If there’s one aspect of prospective employees that is most likely to make would-be employers think twice, it’s probably the criminal record check. It’s only natural to view people differently when you discover that they have a less than squeaky clean history, to rethink your opinion of that once perfect candidate.
However, while you can certainly let a criminal record change your opinion of someone, you can’t always let it change your decision to hire them. In fact, if you do, you might find yourself in legal trouble of your own, because if they can prove that they missed the opportunity because of something on their record, they may well have reason to claim discrimination.

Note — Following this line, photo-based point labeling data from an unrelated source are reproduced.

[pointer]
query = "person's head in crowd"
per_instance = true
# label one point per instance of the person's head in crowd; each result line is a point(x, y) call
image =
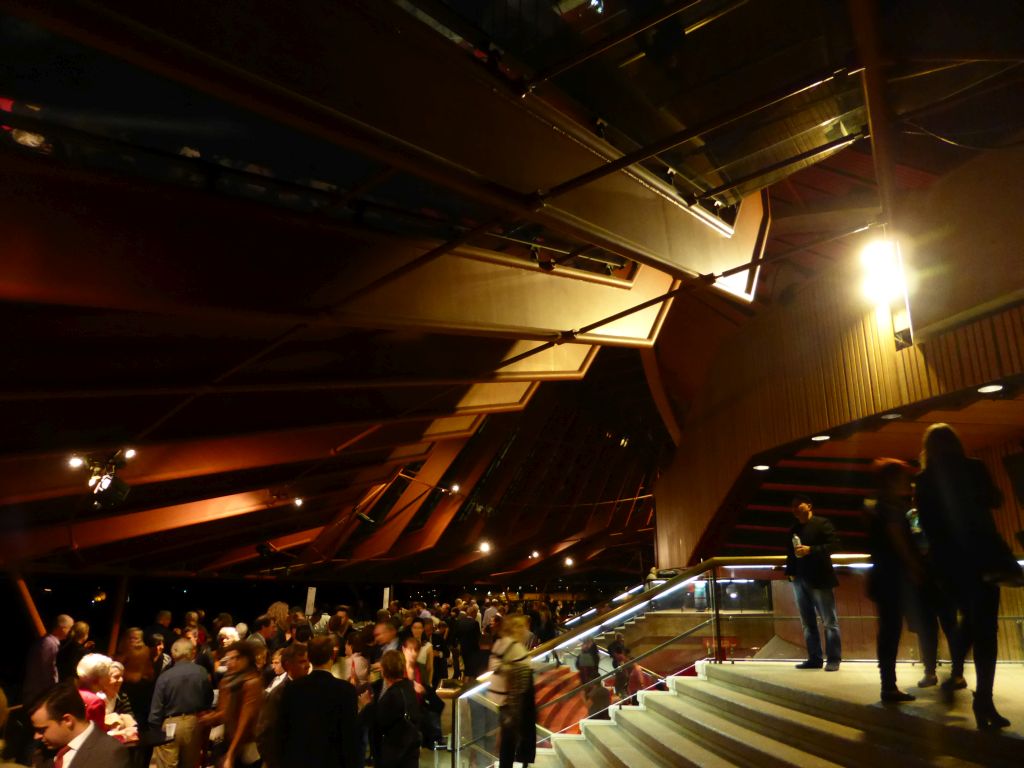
point(321, 652)
point(93, 671)
point(417, 629)
point(354, 644)
point(240, 657)
point(265, 626)
point(384, 633)
point(279, 611)
point(226, 636)
point(61, 627)
point(941, 446)
point(115, 678)
point(515, 626)
point(295, 660)
point(183, 649)
point(259, 650)
point(392, 666)
point(58, 716)
point(135, 639)
point(79, 633)
point(893, 479)
point(275, 663)
point(411, 649)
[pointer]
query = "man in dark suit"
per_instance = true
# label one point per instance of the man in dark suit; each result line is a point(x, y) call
point(58, 719)
point(318, 716)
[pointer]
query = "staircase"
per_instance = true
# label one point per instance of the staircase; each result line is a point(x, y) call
point(733, 717)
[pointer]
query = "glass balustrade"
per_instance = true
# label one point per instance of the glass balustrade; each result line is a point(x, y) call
point(724, 610)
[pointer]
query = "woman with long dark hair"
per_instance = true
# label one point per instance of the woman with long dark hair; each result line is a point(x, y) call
point(954, 499)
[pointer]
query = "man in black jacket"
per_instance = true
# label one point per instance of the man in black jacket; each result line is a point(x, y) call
point(318, 716)
point(812, 540)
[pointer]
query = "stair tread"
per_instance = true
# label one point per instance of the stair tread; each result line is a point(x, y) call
point(735, 732)
point(622, 744)
point(663, 731)
point(701, 689)
point(576, 752)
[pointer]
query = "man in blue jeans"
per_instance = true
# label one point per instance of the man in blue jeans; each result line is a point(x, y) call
point(812, 540)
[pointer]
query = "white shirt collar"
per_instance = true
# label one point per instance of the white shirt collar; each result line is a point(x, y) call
point(76, 743)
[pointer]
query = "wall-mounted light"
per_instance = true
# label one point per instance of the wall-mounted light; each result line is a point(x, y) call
point(885, 286)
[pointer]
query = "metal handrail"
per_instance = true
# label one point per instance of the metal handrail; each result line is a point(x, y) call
point(619, 613)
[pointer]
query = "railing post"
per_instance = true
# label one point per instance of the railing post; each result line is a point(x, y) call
point(717, 626)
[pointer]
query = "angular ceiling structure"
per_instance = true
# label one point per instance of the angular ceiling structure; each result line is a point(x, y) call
point(357, 253)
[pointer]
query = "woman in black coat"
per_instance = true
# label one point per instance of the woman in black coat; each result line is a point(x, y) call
point(954, 499)
point(394, 723)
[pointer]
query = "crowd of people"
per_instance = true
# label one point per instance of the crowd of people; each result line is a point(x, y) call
point(289, 690)
point(938, 560)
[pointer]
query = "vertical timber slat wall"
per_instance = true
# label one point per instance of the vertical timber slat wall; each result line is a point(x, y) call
point(819, 361)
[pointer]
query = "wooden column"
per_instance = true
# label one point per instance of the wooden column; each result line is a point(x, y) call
point(119, 610)
point(30, 604)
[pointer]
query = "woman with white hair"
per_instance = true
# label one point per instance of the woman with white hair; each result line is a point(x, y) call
point(93, 671)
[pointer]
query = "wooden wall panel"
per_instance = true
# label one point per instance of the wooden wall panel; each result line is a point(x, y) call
point(821, 360)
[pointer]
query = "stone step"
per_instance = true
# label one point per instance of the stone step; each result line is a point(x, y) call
point(577, 752)
point(929, 738)
point(850, 745)
point(666, 739)
point(616, 745)
point(730, 737)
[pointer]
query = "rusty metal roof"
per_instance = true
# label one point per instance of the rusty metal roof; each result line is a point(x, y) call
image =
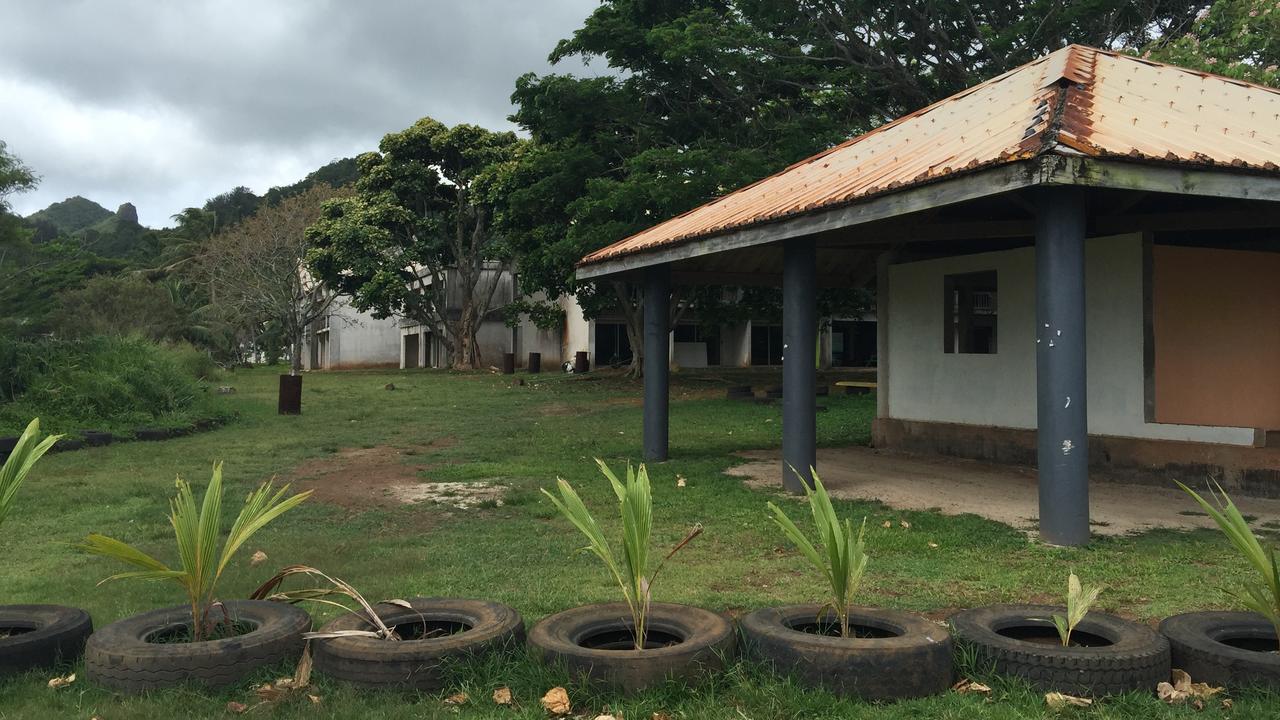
point(1077, 100)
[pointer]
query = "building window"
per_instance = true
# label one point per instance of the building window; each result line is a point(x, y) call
point(969, 313)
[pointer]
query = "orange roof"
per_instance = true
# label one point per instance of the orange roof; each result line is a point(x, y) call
point(1075, 100)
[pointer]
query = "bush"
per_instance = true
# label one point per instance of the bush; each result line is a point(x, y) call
point(112, 383)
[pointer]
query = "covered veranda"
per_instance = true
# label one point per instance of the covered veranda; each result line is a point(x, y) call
point(1080, 144)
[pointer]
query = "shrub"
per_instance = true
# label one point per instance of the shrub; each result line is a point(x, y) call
point(104, 383)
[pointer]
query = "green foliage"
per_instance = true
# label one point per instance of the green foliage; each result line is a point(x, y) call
point(709, 95)
point(30, 449)
point(1262, 595)
point(1079, 600)
point(632, 574)
point(115, 305)
point(1238, 39)
point(72, 214)
point(842, 559)
point(197, 532)
point(423, 209)
point(103, 383)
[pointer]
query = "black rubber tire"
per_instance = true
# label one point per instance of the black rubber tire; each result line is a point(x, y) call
point(119, 656)
point(915, 662)
point(707, 643)
point(55, 636)
point(1196, 642)
point(419, 664)
point(1136, 660)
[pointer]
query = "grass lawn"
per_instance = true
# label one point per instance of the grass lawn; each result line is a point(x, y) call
point(480, 428)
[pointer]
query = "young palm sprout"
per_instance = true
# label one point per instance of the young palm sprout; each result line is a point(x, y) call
point(842, 559)
point(197, 532)
point(1079, 600)
point(636, 509)
point(19, 463)
point(1262, 595)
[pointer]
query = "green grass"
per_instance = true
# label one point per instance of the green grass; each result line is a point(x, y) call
point(479, 427)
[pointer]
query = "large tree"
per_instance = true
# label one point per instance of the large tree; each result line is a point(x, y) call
point(1238, 39)
point(704, 96)
point(256, 269)
point(417, 238)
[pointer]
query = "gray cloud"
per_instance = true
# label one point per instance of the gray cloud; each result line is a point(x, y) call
point(165, 104)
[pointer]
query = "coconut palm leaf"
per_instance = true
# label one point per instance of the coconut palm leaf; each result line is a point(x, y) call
point(21, 460)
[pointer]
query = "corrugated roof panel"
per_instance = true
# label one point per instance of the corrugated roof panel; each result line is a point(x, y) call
point(1105, 104)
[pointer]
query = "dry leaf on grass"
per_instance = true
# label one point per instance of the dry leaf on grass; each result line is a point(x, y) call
point(1057, 701)
point(1183, 689)
point(968, 686)
point(556, 701)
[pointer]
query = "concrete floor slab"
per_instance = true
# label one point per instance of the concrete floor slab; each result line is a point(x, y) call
point(999, 492)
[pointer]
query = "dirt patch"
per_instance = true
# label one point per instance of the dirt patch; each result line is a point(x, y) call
point(997, 492)
point(359, 478)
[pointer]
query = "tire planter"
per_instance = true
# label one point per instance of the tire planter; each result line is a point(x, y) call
point(122, 656)
point(453, 629)
point(595, 642)
point(895, 655)
point(1112, 656)
point(1224, 648)
point(45, 636)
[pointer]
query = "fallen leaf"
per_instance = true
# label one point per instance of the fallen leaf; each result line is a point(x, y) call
point(1057, 701)
point(556, 701)
point(1183, 689)
point(968, 686)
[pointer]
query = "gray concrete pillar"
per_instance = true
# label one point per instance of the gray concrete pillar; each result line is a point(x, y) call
point(657, 361)
point(799, 359)
point(1063, 450)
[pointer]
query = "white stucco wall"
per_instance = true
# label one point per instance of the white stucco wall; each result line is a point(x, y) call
point(999, 390)
point(357, 340)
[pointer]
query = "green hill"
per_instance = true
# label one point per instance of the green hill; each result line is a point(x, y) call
point(72, 214)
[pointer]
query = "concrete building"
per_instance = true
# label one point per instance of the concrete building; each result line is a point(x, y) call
point(1074, 267)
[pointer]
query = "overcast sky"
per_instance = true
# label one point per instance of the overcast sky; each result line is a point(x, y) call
point(167, 104)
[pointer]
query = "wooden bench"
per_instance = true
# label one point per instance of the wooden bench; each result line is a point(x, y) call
point(856, 387)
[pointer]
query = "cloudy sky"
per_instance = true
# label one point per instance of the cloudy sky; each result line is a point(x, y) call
point(167, 104)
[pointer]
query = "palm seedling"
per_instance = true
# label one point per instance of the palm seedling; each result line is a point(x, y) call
point(19, 463)
point(1079, 600)
point(842, 557)
point(1260, 595)
point(632, 573)
point(197, 532)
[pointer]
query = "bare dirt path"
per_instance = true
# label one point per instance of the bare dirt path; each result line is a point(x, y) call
point(997, 492)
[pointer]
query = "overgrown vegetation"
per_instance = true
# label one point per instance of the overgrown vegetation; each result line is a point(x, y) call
point(197, 532)
point(106, 383)
point(842, 559)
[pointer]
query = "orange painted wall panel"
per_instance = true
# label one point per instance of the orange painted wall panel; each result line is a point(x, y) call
point(1216, 323)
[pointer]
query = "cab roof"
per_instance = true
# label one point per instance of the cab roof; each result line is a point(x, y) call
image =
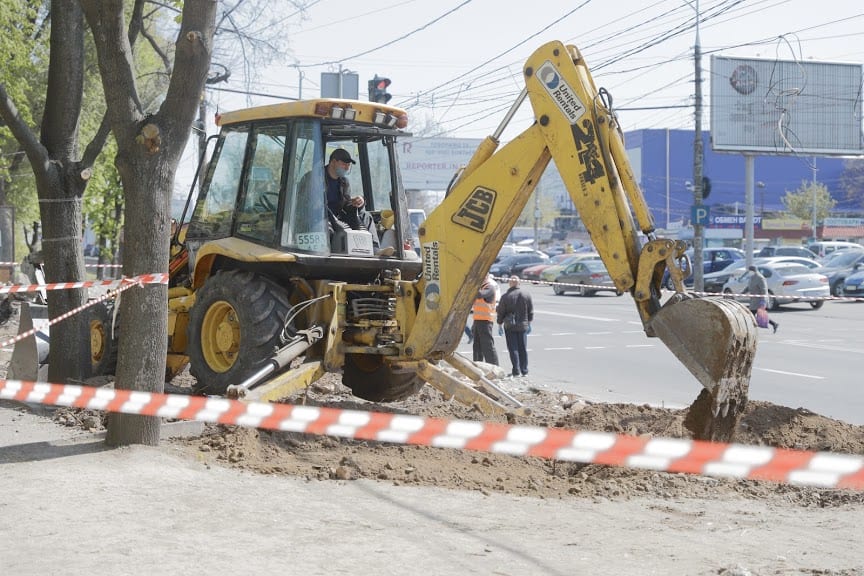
point(364, 112)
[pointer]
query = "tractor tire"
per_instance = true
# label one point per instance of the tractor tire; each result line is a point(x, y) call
point(103, 339)
point(370, 378)
point(234, 327)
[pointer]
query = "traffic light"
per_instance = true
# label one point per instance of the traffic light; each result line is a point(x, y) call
point(706, 187)
point(378, 90)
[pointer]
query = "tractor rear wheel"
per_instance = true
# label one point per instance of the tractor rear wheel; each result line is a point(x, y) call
point(103, 339)
point(234, 327)
point(370, 378)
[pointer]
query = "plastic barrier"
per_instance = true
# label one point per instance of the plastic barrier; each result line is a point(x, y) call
point(820, 469)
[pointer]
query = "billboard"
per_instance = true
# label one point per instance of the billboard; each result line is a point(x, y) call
point(785, 107)
point(431, 163)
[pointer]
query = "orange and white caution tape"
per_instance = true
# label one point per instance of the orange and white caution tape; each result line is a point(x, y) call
point(820, 469)
point(143, 279)
point(85, 265)
point(125, 284)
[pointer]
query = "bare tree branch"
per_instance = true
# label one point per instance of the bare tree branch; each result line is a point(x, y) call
point(36, 152)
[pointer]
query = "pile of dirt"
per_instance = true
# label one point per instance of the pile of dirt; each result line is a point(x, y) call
point(327, 458)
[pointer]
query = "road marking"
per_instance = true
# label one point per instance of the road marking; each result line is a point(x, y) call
point(812, 376)
point(580, 316)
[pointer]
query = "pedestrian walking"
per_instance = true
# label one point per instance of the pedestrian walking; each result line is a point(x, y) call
point(483, 312)
point(757, 287)
point(516, 312)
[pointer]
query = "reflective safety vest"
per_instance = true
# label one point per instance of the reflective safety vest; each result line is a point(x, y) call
point(483, 310)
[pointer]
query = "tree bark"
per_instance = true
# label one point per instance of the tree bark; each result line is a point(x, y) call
point(60, 181)
point(149, 150)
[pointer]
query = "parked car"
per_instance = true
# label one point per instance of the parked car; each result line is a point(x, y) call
point(824, 248)
point(515, 264)
point(799, 251)
point(809, 262)
point(586, 278)
point(714, 281)
point(533, 272)
point(552, 272)
point(854, 284)
point(838, 265)
point(787, 283)
point(713, 260)
point(511, 249)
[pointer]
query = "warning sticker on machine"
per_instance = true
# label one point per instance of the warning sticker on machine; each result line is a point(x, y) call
point(563, 95)
point(432, 275)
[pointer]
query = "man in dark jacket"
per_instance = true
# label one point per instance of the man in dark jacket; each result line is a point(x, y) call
point(347, 211)
point(516, 312)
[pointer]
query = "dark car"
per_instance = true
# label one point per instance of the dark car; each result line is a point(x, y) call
point(514, 264)
point(800, 251)
point(713, 260)
point(838, 265)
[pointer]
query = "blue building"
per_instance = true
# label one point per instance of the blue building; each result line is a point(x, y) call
point(663, 163)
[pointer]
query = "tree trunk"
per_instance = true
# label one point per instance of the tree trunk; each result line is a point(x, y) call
point(141, 365)
point(149, 149)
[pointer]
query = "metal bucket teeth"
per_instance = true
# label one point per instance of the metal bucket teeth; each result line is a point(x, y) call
point(715, 338)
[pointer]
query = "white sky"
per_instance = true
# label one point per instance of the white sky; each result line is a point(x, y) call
point(457, 63)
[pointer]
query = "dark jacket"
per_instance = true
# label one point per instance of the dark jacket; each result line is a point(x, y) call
point(517, 305)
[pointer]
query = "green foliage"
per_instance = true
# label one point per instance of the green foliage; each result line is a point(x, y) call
point(103, 200)
point(800, 202)
point(852, 180)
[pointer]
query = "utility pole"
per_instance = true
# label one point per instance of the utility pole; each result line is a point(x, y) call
point(698, 155)
point(813, 224)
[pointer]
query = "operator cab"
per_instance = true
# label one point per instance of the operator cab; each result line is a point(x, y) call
point(265, 185)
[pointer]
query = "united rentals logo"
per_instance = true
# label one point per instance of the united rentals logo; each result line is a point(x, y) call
point(563, 95)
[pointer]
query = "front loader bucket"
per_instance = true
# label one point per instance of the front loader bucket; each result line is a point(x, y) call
point(715, 339)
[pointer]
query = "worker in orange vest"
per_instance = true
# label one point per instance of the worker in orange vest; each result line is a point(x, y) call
point(483, 312)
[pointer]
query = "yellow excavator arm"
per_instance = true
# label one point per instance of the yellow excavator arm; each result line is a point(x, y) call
point(575, 127)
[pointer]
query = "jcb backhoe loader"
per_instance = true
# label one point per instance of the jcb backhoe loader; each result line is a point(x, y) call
point(261, 275)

The key to avoiding these kinds of issues is to discount any black marks that aren’t relevant to the position. Here are a few good questions to ask yourself before you decide if something is relevant or not.
How Old Is the Information?
If you discover during a criminal record check that your candidate had a run-in with the law once, a decade or more ago, and they’ve been absolutely model citizens since then, then the record in question might not be relevant to your hiring decision. There are other factors, but generally if the offence or charge is very old, and there haven’t been any since, you might want to write it off as the folly of youth and continue the hiring process as if the record didn’t exist.
How Serious Was the Offence or Punishment?
If the offence in question was a misdemeanor that resulted in a slap on the wrist or a fine, rather than something serious that resulted in a jail or prison sentence, then it might not be relevant to your hiring process, particularly if it’s also very old.
More serious charges or convictions, however, even if they are old, may still be relevant, if they might damage your company’s reputation if they were discovered. Use your discretion, or if there’s any doubt, consider consulting an HR or legal professional, to weigh your options.
It the Record Relevant to the Position?
There are certain instances where no matter how old, and no matter how minor the punishment may be, you will want to exclude the candidate. Examples would be a candidate any charges or convictions related to children who is applying for a position where they would be working with children, or someone with theft or fraud charges applying to work with money.
If the offence in question is directly related to the position that you’re hiring for, then you would almost certainly have grounds to eliminate the candidate.
Criminal record checks can be a minefield of conflicting information and potential pitfalls for employers. That’s when companies that run these kinds of checks regularly can help, simply by providing advice about which information is relevant and which might not be. If in doubt, speak to someone who knows, because when it comes to employees, what you do know (and act on) can certainly hurt you!